Scientist map critical portion of anti-influenza antibody
Scientists from the Scripps Research Institute and Sea Lane Biotechnologies found that the antibody can recognize the structure flu viruses use to attach themselves to host cells. The structure was previously believed to be too small for an antibody to latch onto effectively, according to ScienceDaily.com.
The antibody is capable of using a small portion of its target-grappling apparatus to hit this precise point on multiple strains of the flu virus.

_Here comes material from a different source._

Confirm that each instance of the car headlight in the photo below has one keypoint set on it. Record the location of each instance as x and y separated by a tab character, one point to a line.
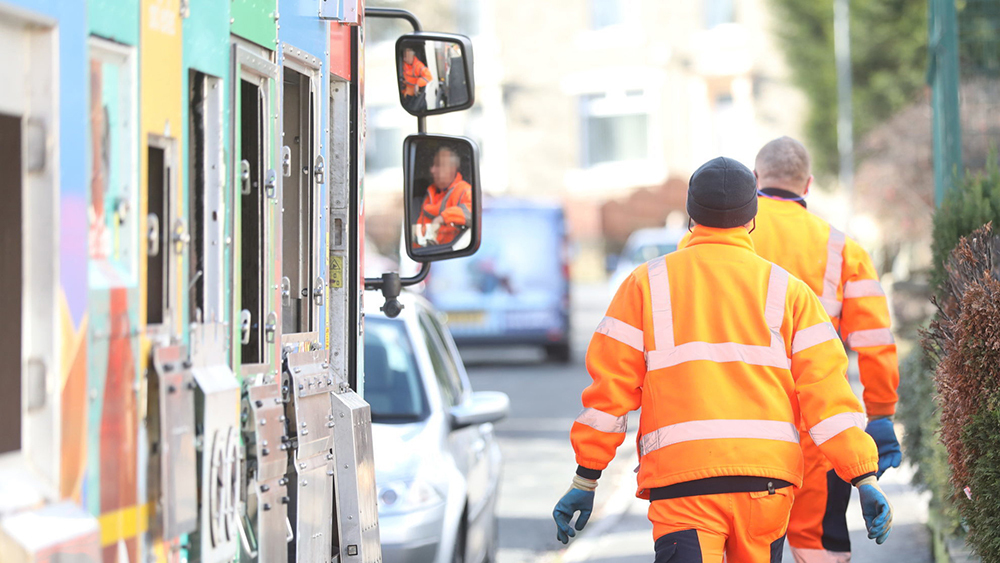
407	496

"This highly focused binding to the receptor binding site using only a single loop on the antibody has never been seen before, and it's really fascinating; it gives us some good ideas about designs for vaccines and therapies," Ian A. Wilson, a senior investigator from Scripps research, said, ScienceDaily.com reports.
The team began by collecting bone marrow samples from patients known to have been exposed to certain key influenza strains. Bone marrow contains a record of all of the antibodies produced by the body. Sea Lane then used the data to create a comprehensive library of billions of antibody records.

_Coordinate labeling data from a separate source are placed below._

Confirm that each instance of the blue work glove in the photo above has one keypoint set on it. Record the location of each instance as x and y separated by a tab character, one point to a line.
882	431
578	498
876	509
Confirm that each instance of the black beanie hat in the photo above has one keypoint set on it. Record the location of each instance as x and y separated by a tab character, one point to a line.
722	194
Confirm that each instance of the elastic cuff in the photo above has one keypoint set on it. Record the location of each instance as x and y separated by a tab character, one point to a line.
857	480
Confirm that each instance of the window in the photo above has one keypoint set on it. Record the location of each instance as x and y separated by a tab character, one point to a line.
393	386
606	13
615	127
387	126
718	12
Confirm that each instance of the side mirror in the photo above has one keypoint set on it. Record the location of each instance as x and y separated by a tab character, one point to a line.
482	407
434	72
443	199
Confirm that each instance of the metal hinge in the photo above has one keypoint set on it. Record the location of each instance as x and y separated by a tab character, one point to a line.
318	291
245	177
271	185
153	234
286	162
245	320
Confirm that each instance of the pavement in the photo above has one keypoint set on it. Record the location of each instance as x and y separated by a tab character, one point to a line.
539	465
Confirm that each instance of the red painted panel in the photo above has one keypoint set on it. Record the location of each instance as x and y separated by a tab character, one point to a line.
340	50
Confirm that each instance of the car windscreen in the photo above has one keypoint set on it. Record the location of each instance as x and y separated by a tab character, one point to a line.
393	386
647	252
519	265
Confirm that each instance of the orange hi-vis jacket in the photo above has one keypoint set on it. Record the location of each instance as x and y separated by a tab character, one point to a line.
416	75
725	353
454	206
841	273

The scientists screened the enormous library and eventually isolated an unusual antibody, dubbed C05, that can bind to influenza A viruses. The antibody proved capable of defending cells from infection and also worked as a therapy if administered up to three days after infection.
"If we can figure out how to induce this sort of antibody in a vaccine, we would have something that's very useful," Lawrence Horowitz, the CEO of Sea Lane Biotechnologies, said, ScienceDaily.com reports.